Anabolic steroids to become controlled drugs: Anabolic and androgenic steroids, which are liable to be misused by athletes and bodybuilders, are to be classed as controlled drugs in Britain from 1 September. Clenbuterol and five growth hormones will also come under the Control of the Misuse of Drugs Act.
Chiropractic bill is vetoed by New York's governor: Citing the concerns of business groups over added costs, New York's governor, George Pataki, vetoed the bill that would have required health insurance companies to pay for unlimited chiropractic services (8 June, p 1441).

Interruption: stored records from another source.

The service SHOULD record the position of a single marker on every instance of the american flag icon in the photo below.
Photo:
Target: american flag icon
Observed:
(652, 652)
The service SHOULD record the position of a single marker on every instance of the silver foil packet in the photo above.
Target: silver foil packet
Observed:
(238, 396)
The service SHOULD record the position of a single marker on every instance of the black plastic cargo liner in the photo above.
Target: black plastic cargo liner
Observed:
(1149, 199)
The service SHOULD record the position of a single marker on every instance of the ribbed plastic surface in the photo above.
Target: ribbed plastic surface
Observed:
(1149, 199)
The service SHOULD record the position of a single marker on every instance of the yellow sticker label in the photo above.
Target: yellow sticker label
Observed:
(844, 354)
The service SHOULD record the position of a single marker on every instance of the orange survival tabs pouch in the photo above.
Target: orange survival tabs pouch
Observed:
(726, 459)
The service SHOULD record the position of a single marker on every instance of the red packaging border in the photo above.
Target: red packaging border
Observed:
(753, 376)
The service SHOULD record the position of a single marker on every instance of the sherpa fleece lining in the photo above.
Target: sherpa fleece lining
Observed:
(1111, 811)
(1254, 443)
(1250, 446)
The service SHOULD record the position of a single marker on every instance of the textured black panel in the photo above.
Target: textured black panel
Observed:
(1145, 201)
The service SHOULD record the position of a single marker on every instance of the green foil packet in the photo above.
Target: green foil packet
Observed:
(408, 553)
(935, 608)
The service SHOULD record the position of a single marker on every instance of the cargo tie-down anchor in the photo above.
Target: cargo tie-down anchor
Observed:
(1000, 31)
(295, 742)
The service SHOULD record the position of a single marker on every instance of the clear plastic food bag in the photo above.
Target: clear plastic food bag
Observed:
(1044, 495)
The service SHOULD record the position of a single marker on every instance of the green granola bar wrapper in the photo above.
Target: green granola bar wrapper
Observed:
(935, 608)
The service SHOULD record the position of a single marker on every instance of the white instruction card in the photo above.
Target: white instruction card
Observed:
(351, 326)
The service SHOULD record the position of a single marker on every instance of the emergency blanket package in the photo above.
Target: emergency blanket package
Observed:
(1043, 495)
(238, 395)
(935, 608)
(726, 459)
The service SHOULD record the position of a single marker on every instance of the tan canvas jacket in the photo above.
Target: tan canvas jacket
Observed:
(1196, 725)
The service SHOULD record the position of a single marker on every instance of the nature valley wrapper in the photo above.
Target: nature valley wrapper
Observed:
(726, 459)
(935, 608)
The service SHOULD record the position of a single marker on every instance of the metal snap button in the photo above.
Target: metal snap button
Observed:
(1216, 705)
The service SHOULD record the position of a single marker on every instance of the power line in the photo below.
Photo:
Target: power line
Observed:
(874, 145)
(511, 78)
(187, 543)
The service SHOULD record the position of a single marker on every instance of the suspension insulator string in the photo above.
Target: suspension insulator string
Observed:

Second measles, mumps, and rubella vaccine is introduced: From 1 October children in the United Kingdom are to be offered a preschool booster of the measles, mumps, and rubella vaccine (MMR), which will be given at the same time as the diphtheria, tetanus, and polio booster. The aim is to increase protection given by the first MMR vaccine, which is routinely offered at 12 to 15 months. A measles epidemic was predicted last year, but this was successfully averted by an extra immunisation campaign during the winter of 1994.
African HIV trial starts: A trial looking at the prevention of mother to child transmission of HIV infection has started in Africa, where breast feeding is the norm. The perinatal transmission study will involve 1900 HIV positive women in five sites in South Africa, Tanzania, and Uganda and will use a combination of zidovudine and lamivudine.
Parents of autistic children experience delays in diagnosis: A report by the National Autistic Society shows low levels of professional awareness of the condition. The report, backed by the Department of Health, shows that half of parents of autistic children had experienced difficulty in obtaining a diagnosis.